Protective role of downregulated MLK3 in myocardial adaptation to chronic hypoxia.

A series of protective responses could be evoked to achieve compensatory adaptation once cardiomyocytes are subjected to chronic hypoxia. MLK3/JNK/c-jun signaling pathway was previously demonstrated to be involved in this process. In the present study, we aim to further examine the performance of MLK3 in hypoxic H9C2 cells and potential mechanism. Myocardial samples of patients with congenital heart disease (CHD) were collected. H9C2 cells were cultured in hypoxic conditions for various durations. MLK3 was silenced by transfection of shRNA to evaluate its role in cell viability. We found expression of MLK3 protein was lower in patients with cyanotic CHD. In hypoxic H9C2 cells, its expression was gradually decreased in a time-dependent manner. However, there was no significant difference about expression of MLK3 mRNA. According to the results of MTT, LDH, and TUNEL, faster cell growth curve, lower death rate, and less apoptotic cells could be observed in MLK-shRNA group compared with scramble-shRNA group. Silencing of MLK3 significantly reduced expression of cleaved caspase-3, cleaved PARP, Bad, and Bax, together with increased expression of Bcl-2 and ration of Bcl-2/Bax. Both ratio of phospho-JNK/total JNK and ratio of phospho-c-jun/total c-jun were significantly decreased once MLK3 was silenced.
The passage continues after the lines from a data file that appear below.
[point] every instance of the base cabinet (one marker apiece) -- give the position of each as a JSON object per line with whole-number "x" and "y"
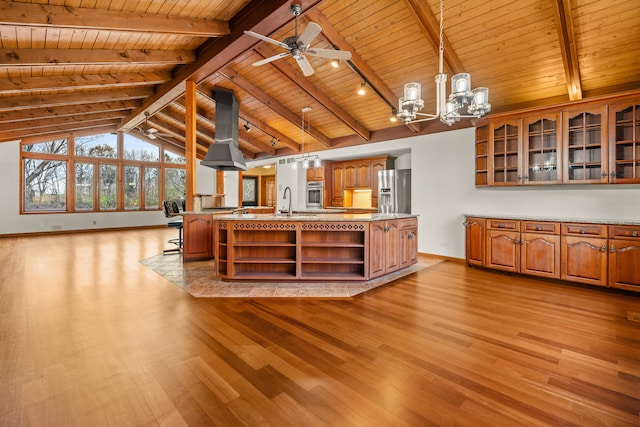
{"x": 590, "y": 253}
{"x": 197, "y": 237}
{"x": 474, "y": 247}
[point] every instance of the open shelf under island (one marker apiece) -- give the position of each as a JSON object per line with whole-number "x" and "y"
{"x": 345, "y": 247}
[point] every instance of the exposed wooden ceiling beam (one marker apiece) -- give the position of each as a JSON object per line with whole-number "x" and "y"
{"x": 60, "y": 121}
{"x": 78, "y": 82}
{"x": 13, "y": 135}
{"x": 336, "y": 39}
{"x": 43, "y": 57}
{"x": 66, "y": 110}
{"x": 38, "y": 101}
{"x": 272, "y": 103}
{"x": 431, "y": 27}
{"x": 567, "y": 38}
{"x": 42, "y": 15}
{"x": 303, "y": 83}
{"x": 261, "y": 16}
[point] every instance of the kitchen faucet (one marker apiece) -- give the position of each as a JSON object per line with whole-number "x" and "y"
{"x": 285, "y": 196}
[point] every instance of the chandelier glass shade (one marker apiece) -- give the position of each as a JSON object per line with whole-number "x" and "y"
{"x": 463, "y": 101}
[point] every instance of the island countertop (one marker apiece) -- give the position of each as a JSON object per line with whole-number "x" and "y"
{"x": 305, "y": 217}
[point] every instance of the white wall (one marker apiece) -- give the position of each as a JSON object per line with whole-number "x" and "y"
{"x": 442, "y": 192}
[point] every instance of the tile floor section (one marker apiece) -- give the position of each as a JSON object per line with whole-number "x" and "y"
{"x": 199, "y": 279}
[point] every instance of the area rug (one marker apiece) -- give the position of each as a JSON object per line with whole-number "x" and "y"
{"x": 200, "y": 280}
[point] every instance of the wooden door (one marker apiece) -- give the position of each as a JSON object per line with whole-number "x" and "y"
{"x": 349, "y": 176}
{"x": 270, "y": 191}
{"x": 540, "y": 255}
{"x": 377, "y": 249}
{"x": 198, "y": 237}
{"x": 584, "y": 138}
{"x": 337, "y": 185}
{"x": 584, "y": 260}
{"x": 474, "y": 243}
{"x": 624, "y": 264}
{"x": 503, "y": 250}
{"x": 363, "y": 174}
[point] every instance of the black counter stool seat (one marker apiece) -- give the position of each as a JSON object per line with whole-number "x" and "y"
{"x": 172, "y": 211}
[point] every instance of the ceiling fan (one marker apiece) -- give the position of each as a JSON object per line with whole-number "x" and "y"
{"x": 298, "y": 45}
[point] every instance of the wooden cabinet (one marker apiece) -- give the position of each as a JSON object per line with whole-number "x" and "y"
{"x": 315, "y": 173}
{"x": 408, "y": 246}
{"x": 482, "y": 156}
{"x": 474, "y": 242}
{"x": 585, "y": 148}
{"x": 505, "y": 152}
{"x": 581, "y": 143}
{"x": 584, "y": 253}
{"x": 313, "y": 251}
{"x": 624, "y": 257}
{"x": 337, "y": 184}
{"x": 540, "y": 249}
{"x": 503, "y": 245}
{"x": 590, "y": 253}
{"x": 624, "y": 142}
{"x": 542, "y": 150}
{"x": 197, "y": 237}
{"x": 384, "y": 240}
{"x": 349, "y": 176}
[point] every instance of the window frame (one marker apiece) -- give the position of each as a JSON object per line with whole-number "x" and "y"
{"x": 70, "y": 158}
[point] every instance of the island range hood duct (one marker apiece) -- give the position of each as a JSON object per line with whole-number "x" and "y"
{"x": 225, "y": 154}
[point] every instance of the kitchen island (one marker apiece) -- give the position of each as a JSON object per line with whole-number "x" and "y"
{"x": 307, "y": 247}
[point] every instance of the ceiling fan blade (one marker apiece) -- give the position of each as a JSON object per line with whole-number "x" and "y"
{"x": 266, "y": 39}
{"x": 270, "y": 59}
{"x": 305, "y": 65}
{"x": 309, "y": 33}
{"x": 330, "y": 53}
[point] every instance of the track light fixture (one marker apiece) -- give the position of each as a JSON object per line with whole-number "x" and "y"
{"x": 361, "y": 90}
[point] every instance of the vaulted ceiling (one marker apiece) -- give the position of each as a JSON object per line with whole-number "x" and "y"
{"x": 84, "y": 67}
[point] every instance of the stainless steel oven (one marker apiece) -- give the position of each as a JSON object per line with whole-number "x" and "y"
{"x": 315, "y": 194}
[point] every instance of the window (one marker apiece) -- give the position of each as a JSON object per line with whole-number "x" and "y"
{"x": 107, "y": 172}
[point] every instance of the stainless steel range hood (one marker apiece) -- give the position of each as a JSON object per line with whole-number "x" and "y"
{"x": 225, "y": 154}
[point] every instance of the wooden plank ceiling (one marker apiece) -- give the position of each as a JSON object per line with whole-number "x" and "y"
{"x": 82, "y": 67}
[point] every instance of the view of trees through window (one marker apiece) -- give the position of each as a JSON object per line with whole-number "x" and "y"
{"x": 99, "y": 173}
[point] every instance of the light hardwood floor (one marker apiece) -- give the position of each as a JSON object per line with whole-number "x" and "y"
{"x": 90, "y": 337}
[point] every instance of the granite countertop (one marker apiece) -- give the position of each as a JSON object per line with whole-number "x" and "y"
{"x": 315, "y": 217}
{"x": 557, "y": 219}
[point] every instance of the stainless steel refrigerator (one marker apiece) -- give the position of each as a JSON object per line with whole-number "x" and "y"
{"x": 394, "y": 191}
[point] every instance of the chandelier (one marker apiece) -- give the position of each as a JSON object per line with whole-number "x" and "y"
{"x": 306, "y": 159}
{"x": 463, "y": 102}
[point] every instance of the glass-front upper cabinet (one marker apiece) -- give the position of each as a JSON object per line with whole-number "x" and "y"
{"x": 542, "y": 150}
{"x": 624, "y": 140}
{"x": 585, "y": 145}
{"x": 505, "y": 153}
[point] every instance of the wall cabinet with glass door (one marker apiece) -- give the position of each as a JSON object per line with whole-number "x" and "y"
{"x": 505, "y": 152}
{"x": 542, "y": 150}
{"x": 585, "y": 145}
{"x": 624, "y": 141}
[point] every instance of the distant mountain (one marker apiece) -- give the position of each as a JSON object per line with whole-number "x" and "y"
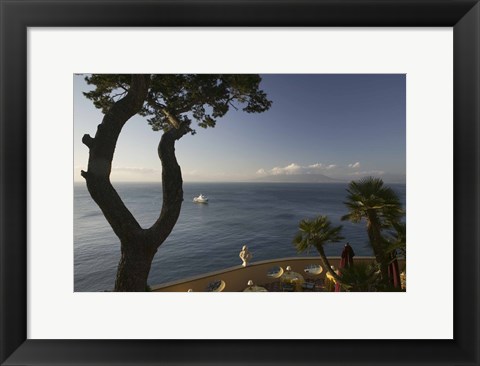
{"x": 298, "y": 178}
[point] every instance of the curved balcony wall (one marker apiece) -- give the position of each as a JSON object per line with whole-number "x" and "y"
{"x": 236, "y": 278}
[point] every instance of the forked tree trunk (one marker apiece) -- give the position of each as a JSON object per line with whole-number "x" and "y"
{"x": 138, "y": 246}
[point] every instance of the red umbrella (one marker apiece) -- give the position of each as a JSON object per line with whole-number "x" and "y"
{"x": 394, "y": 273}
{"x": 347, "y": 256}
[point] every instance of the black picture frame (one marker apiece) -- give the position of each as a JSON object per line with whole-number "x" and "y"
{"x": 18, "y": 15}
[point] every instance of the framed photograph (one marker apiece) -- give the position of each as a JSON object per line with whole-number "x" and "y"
{"x": 398, "y": 83}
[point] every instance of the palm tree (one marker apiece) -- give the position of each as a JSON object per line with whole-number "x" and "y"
{"x": 361, "y": 277}
{"x": 316, "y": 233}
{"x": 380, "y": 207}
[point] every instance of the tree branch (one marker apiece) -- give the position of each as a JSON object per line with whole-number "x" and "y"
{"x": 172, "y": 185}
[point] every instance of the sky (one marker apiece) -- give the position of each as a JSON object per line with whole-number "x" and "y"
{"x": 339, "y": 125}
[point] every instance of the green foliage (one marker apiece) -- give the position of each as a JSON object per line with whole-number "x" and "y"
{"x": 316, "y": 233}
{"x": 369, "y": 195}
{"x": 175, "y": 99}
{"x": 397, "y": 241}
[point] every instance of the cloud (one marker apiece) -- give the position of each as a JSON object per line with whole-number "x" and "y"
{"x": 295, "y": 169}
{"x": 367, "y": 173}
{"x": 134, "y": 170}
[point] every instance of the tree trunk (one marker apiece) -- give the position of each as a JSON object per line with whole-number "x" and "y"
{"x": 138, "y": 246}
{"x": 134, "y": 266}
{"x": 376, "y": 239}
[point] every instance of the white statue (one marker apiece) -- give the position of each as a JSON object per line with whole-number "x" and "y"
{"x": 245, "y": 256}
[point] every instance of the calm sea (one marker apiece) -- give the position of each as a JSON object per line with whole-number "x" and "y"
{"x": 209, "y": 237}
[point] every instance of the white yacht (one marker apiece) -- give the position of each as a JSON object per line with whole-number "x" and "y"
{"x": 200, "y": 199}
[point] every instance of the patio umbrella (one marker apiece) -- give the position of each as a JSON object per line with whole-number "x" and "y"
{"x": 292, "y": 279}
{"x": 253, "y": 288}
{"x": 216, "y": 286}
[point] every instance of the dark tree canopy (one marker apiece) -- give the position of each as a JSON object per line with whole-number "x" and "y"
{"x": 170, "y": 103}
{"x": 175, "y": 99}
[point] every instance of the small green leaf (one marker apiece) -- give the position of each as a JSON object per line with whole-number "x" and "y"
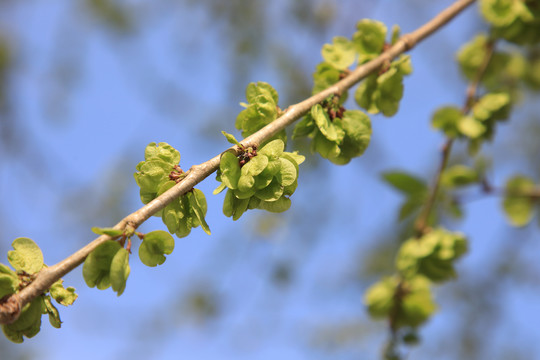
{"x": 9, "y": 281}
{"x": 228, "y": 203}
{"x": 253, "y": 90}
{"x": 458, "y": 176}
{"x": 304, "y": 127}
{"x": 155, "y": 246}
{"x": 328, "y": 149}
{"x": 369, "y": 39}
{"x": 518, "y": 206}
{"x": 63, "y": 296}
{"x": 28, "y": 324}
{"x": 162, "y": 151}
{"x": 246, "y": 183}
{"x": 340, "y": 54}
{"x": 273, "y": 149}
{"x": 230, "y": 170}
{"x": 54, "y": 315}
{"x": 219, "y": 189}
{"x": 240, "y": 206}
{"x": 379, "y": 298}
{"x": 270, "y": 193}
{"x": 493, "y": 106}
{"x": 324, "y": 124}
{"x": 446, "y": 119}
{"x": 112, "y": 232}
{"x": 27, "y": 256}
{"x": 119, "y": 270}
{"x": 197, "y": 207}
{"x": 471, "y": 127}
{"x": 396, "y": 33}
{"x": 287, "y": 174}
{"x": 325, "y": 76}
{"x": 406, "y": 183}
{"x": 294, "y": 157}
{"x": 151, "y": 174}
{"x": 244, "y": 194}
{"x": 230, "y": 138}
{"x": 357, "y": 127}
{"x": 255, "y": 166}
{"x": 97, "y": 266}
{"x": 280, "y": 205}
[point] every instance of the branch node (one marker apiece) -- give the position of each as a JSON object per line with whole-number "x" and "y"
{"x": 409, "y": 41}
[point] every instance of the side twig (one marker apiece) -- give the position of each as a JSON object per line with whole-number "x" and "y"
{"x": 10, "y": 308}
{"x": 422, "y": 222}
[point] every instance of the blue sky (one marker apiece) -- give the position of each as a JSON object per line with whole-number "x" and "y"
{"x": 171, "y": 82}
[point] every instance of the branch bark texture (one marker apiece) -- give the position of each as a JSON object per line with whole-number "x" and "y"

At various reoxygenation time, MLK3 shRNA could significantly promote cell survival and decrease cell death according to MTT and LDH. Our results suggested that chronic hypoxia could reduce MLK3 expression in a posttranscriptional regulatory manner. Downregulation of MLK3 protects H9C2 cells from hypoxia-induced apoptosis and H/R injury via blocking the activation of JNK and c-jun.